なぜクルマの鍵が閉じ込められたら旧い友人が現れるのか

仕事がテンパっているときにヨメから電話だ。
「クルマに鍵を閉じ込めちゃった」

ロックしないで立ち去ると勝手にロックする半端に賢いクルマなので、いつかどちらかがやるだろうとは思っていた。今までなかったのが不思議なくらいだ。
と、感心してもいられない。なにしろクルマの中には次女の荷物もヨメの荷物も入ったままだというし、このままではクルマで子供たちを迎えにいくこともできない。幸いクルマは我が家の車寄せに停まっているのでよそ様に迷惑をかけないのがせめてもだ。
で、ヨメが会社の最寄り駅まで僕のスペアキーを受け取りにくることになった。

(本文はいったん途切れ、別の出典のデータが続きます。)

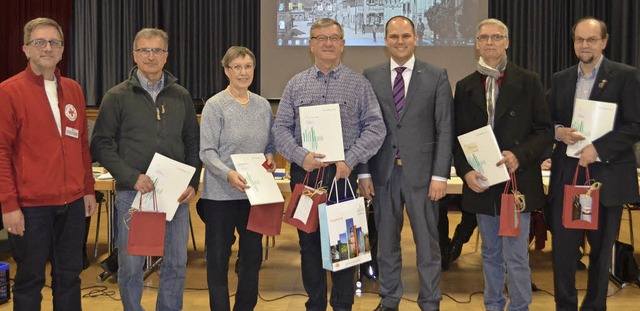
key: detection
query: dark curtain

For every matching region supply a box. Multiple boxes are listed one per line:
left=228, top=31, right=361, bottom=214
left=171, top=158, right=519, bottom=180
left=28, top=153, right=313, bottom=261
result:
left=489, top=0, right=640, bottom=88
left=0, top=0, right=73, bottom=81
left=70, top=0, right=260, bottom=105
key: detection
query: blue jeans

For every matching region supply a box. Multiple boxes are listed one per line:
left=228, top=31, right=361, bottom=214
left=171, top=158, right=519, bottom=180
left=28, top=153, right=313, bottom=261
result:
left=205, top=199, right=262, bottom=311
left=116, top=190, right=189, bottom=311
left=476, top=213, right=531, bottom=311
left=9, top=198, right=85, bottom=310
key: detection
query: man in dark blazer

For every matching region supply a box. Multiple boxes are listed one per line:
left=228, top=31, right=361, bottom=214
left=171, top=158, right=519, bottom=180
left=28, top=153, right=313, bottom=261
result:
left=549, top=18, right=640, bottom=310
left=454, top=19, right=552, bottom=310
left=358, top=16, right=453, bottom=310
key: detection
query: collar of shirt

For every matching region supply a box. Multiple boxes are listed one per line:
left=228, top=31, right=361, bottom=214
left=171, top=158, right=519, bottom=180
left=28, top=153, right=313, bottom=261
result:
left=574, top=55, right=604, bottom=100
left=136, top=70, right=164, bottom=101
left=389, top=55, right=416, bottom=88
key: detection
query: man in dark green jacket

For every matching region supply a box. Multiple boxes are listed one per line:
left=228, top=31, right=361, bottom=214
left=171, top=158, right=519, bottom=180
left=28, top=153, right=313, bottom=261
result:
left=91, top=28, right=202, bottom=310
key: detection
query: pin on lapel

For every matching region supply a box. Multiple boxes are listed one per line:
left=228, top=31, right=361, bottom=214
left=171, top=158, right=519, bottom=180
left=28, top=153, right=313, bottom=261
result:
left=598, top=80, right=607, bottom=89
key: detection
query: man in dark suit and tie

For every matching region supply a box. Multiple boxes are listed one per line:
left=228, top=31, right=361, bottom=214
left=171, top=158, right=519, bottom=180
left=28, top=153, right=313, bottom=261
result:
left=358, top=16, right=453, bottom=311
left=549, top=18, right=640, bottom=310
left=454, top=19, right=552, bottom=310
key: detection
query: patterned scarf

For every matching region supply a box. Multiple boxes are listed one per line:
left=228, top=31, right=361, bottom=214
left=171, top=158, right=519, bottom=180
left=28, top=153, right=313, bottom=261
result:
left=478, top=55, right=507, bottom=128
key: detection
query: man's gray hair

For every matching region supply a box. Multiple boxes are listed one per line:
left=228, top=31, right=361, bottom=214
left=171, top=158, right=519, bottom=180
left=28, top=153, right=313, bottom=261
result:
left=309, top=17, right=344, bottom=38
left=476, top=18, right=509, bottom=38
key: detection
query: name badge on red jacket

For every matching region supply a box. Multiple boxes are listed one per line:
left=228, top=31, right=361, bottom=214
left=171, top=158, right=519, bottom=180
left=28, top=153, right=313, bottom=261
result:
left=64, top=126, right=80, bottom=138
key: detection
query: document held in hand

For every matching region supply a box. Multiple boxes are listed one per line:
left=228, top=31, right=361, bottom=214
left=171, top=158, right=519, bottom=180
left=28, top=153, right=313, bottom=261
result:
left=300, top=104, right=344, bottom=162
left=567, top=99, right=618, bottom=161
left=231, top=153, right=284, bottom=206
left=131, top=152, right=197, bottom=221
left=458, top=125, right=509, bottom=187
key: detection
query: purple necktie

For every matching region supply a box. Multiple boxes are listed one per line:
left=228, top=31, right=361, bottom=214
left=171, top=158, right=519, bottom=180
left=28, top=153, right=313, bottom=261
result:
left=391, top=67, right=407, bottom=118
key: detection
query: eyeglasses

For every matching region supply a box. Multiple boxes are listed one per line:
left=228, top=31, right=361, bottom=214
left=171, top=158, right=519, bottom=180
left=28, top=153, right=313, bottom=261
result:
left=227, top=64, right=254, bottom=73
left=476, top=33, right=507, bottom=42
left=135, top=48, right=167, bottom=56
left=573, top=37, right=602, bottom=45
left=311, top=36, right=342, bottom=43
left=27, top=39, right=64, bottom=49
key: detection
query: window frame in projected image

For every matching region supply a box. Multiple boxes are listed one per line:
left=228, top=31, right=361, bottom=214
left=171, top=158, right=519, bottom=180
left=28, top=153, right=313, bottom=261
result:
left=276, top=0, right=480, bottom=47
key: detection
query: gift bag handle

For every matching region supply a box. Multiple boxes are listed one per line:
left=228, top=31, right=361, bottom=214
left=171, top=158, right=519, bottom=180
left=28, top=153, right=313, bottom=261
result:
left=328, top=178, right=356, bottom=203
left=138, top=189, right=158, bottom=212
left=573, top=164, right=591, bottom=186
left=502, top=172, right=526, bottom=212
left=302, top=167, right=324, bottom=189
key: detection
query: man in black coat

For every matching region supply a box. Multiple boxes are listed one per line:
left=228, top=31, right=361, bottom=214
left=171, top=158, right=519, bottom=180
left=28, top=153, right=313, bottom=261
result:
left=454, top=19, right=552, bottom=310
left=549, top=18, right=640, bottom=310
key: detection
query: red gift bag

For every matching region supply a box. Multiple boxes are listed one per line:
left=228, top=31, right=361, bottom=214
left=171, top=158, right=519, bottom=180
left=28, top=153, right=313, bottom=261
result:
left=562, top=165, right=602, bottom=230
left=282, top=168, right=327, bottom=233
left=127, top=191, right=167, bottom=256
left=498, top=173, right=526, bottom=237
left=247, top=202, right=284, bottom=236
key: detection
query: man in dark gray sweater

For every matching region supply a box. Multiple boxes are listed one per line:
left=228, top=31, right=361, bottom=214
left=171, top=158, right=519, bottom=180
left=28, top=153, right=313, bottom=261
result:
left=91, top=28, right=202, bottom=310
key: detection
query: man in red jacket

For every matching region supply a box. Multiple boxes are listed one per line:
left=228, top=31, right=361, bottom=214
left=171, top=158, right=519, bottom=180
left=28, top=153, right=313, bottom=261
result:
left=0, top=18, right=96, bottom=310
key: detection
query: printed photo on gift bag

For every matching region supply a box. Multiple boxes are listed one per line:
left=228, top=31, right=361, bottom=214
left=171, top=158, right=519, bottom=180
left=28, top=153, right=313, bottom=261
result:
left=319, top=181, right=371, bottom=271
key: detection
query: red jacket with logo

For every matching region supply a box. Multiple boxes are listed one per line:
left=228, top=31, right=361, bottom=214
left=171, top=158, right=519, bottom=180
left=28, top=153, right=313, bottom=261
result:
left=0, top=65, right=94, bottom=213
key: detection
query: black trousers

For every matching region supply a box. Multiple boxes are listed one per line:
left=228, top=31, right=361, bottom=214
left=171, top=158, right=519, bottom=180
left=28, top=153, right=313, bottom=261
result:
left=9, top=198, right=85, bottom=311
left=438, top=194, right=478, bottom=250
left=201, top=199, right=262, bottom=311
left=291, top=163, right=357, bottom=311
left=550, top=185, right=622, bottom=310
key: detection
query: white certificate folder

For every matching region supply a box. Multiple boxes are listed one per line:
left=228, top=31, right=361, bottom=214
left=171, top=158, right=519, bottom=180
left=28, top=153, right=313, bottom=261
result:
left=131, top=153, right=196, bottom=221
left=300, top=104, right=344, bottom=162
left=458, top=125, right=509, bottom=186
left=567, top=99, right=618, bottom=161
left=231, top=153, right=284, bottom=205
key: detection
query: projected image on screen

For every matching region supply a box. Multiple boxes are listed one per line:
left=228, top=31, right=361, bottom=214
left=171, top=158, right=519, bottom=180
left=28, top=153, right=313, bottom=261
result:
left=276, top=0, right=479, bottom=46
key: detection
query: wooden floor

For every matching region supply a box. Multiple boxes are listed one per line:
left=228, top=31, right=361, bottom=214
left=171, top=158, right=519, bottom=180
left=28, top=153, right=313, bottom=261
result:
left=0, top=204, right=640, bottom=311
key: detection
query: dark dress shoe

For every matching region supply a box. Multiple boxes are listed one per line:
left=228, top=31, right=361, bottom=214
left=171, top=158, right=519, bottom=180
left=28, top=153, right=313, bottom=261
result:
left=373, top=303, right=398, bottom=311
left=82, top=253, right=91, bottom=270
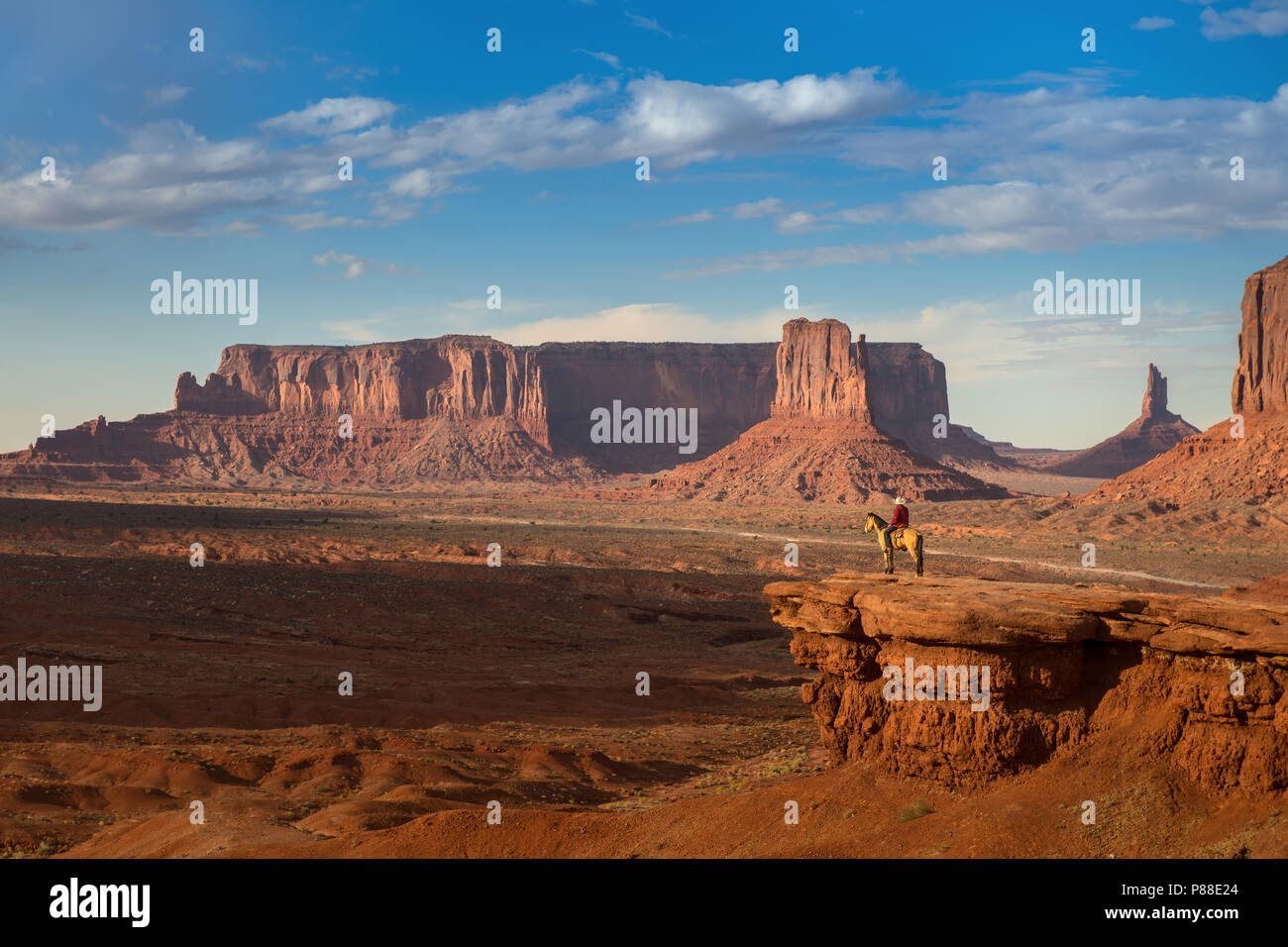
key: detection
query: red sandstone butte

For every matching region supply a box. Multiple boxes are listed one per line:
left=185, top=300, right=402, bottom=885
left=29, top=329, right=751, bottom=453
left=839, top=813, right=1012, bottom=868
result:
left=1231, top=257, right=1288, bottom=414
left=1077, top=250, right=1288, bottom=506
left=765, top=574, right=1288, bottom=793
left=0, top=323, right=1015, bottom=485
left=1046, top=365, right=1199, bottom=476
left=652, top=320, right=1008, bottom=502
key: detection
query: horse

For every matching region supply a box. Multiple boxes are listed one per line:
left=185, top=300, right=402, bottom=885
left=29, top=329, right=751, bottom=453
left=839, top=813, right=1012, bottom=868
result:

外は冷たい雨が降っているし、仕事は忙しいしで、厄介なことである。

駅に着いたという電話がかかってきて、俺ももうすぐつくぞと足早に歩きながら話していると、
「あ、Wさんがいる!Wさーん」とヨメが云う。旧い友人の名前である。しばらくしたら電話からWの声がする。わ、ほんとうだ。「なにしてんの?」「そっちこそなにしてんだよ」

奇遇というものはあるものだなあ。ヨメとも大笑い。悲惨な状況だったのに、悪くないなあ世の中は、という気分になりました。こんど飲みにいこうねと約束。

その後は;無事にいろいろ片付いて、仕事もなんとかなった雪の火曜日でした。